Experimental Settings: Coling 2010

This page provides additional information about the experiments reported in the Coling 2010 paper Evaluating Dependency Parsers on Unbounded Dependencies.

Training Data and Preprocessing

The standard versions of MSTParser and MaltParser were trained on Penn Treebank, Wall Street Journal, sections 2-21.

The special question models, referred to as MST-Q and Malt-Q in the paper, were trained on the same data plus the subset of all sentences in QuestionBank that do not occur in the development or test sets for the unbounded dependencies.

The data from Penn Treebank and QuestionBank were converted to Stanford basic dependencies in CoNLL format using a Java program (PennToStanford.java) that first employs the Stanford parser to obtain the dependencies in Stanford format from the Penn trees, then converts this output to CoNLL format and adds to it the part-of-speech tags obtained from the original trees. Detailed instructions about how to execute this converter are in a comment at the beginning of the Java code.

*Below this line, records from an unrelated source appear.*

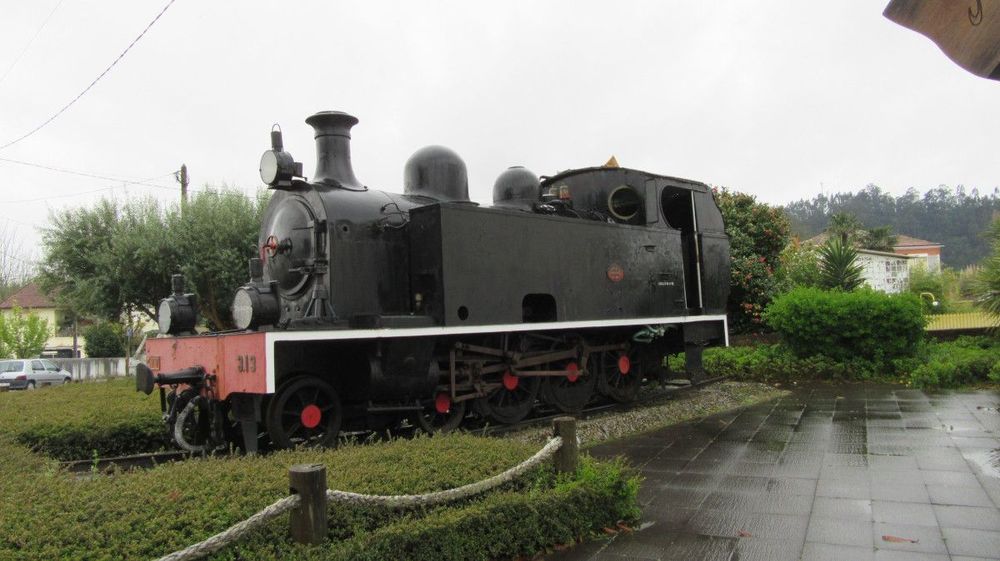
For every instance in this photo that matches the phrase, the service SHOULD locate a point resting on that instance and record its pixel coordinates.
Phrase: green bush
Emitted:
(104, 339)
(967, 360)
(772, 363)
(48, 514)
(848, 326)
(76, 421)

The development and test sets for unbounded dependencies were part-of-speech tagged using SVMTool with the pre-trained model for English available on its website.


Both versions of MaltParser (Malt, Malt-Q) were trained using MaltParser, version 1.3.2, with the following parameters:

java -jar -Xmx1024m malt.jar -c model -m learn -i training.conll -a stackproj -F coling10.xml -d POSTAG -s Stack[0] -T 1000 
This requires the feature specification file coling10.xml. For more information about parameters, see the MaltParser documentation.

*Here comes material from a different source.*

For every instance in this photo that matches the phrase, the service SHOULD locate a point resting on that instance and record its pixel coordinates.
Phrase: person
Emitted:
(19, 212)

Both versions of MSTParser (MST, MST-Q) were trained using MSTParser, version 0.4.3b. Complete instructions and scripts for training the parsers can be found in the archive mst.tar.gz. (Consult the README file.)


The output of all four parsers (MST, MST-Q, Malt, Malt-Q) was post-processed using the Perl script basic2propagated.pl, which infers dependencies licensed by relative clauses and coordination. The usage is as follows:

perl basic2propagated.pl input.conll > output.stanford
NB1: After the experiments reported in the paper, the post-processing has been refined and reimplemented and the old version is only published in the interest of replicability.


We considered a correctly recovered dependency to be one where the gold-standard head and dependent were correctly identified, and the label was an "acceptable match" to the gold-standard label. To be an acceptable match, the label had to indicate the grammatical function of the extracted element at least to the level of distinguishing active subjects, passive subjects, objects, and adjuncts. For example, we did not distinguish between dobj (direct object), pobj (prepositional object), and iobj (indirect object) where the gold-standard label was any sort of object, but none of these would have been allowed if the gold-standard label was nsubj (subject). We also did not allow generic dep (dependency) labels since they are underspecified for the grammatical role of the extracted element. In some cases we allowed the correct dependency to be inferred from a path of dependencies.

All the files used for the evaluation and their scoring can be found in the archive evaluation.tar.gz. We include three files for each combination of parser and construction:

*.conllRaw parser output in CoNLL format
*.stanfordParser output after post-processing in Stanford format
*.scoredScoring of parser output after post-processing

The scored files show [1] for a correctly recovered dependency and [0] when the gold-standard dependency was not recovered. A few of the decisions in the development files are commented (prefaced by #). The file difficult_cases.txt gives examples of the reasoning used in the evaluation for some of the more difficult cases in the test data.

NB2: After the experiments reported in the paper, the manual evaluation has been replaced by a fully automatic procedure, which will be used in the future.

NB3: There are three errors in Table 3 in the published paper:

  1. MST on ObRed: The total number errors should be 10 (not 9).
  2. Malt on ObRed: The total number of errors should be 14 (not 13).
  3. Malt on Free: The number of Arg errors should be 4 (not 5) and the total number of errors should be 5 (not 6).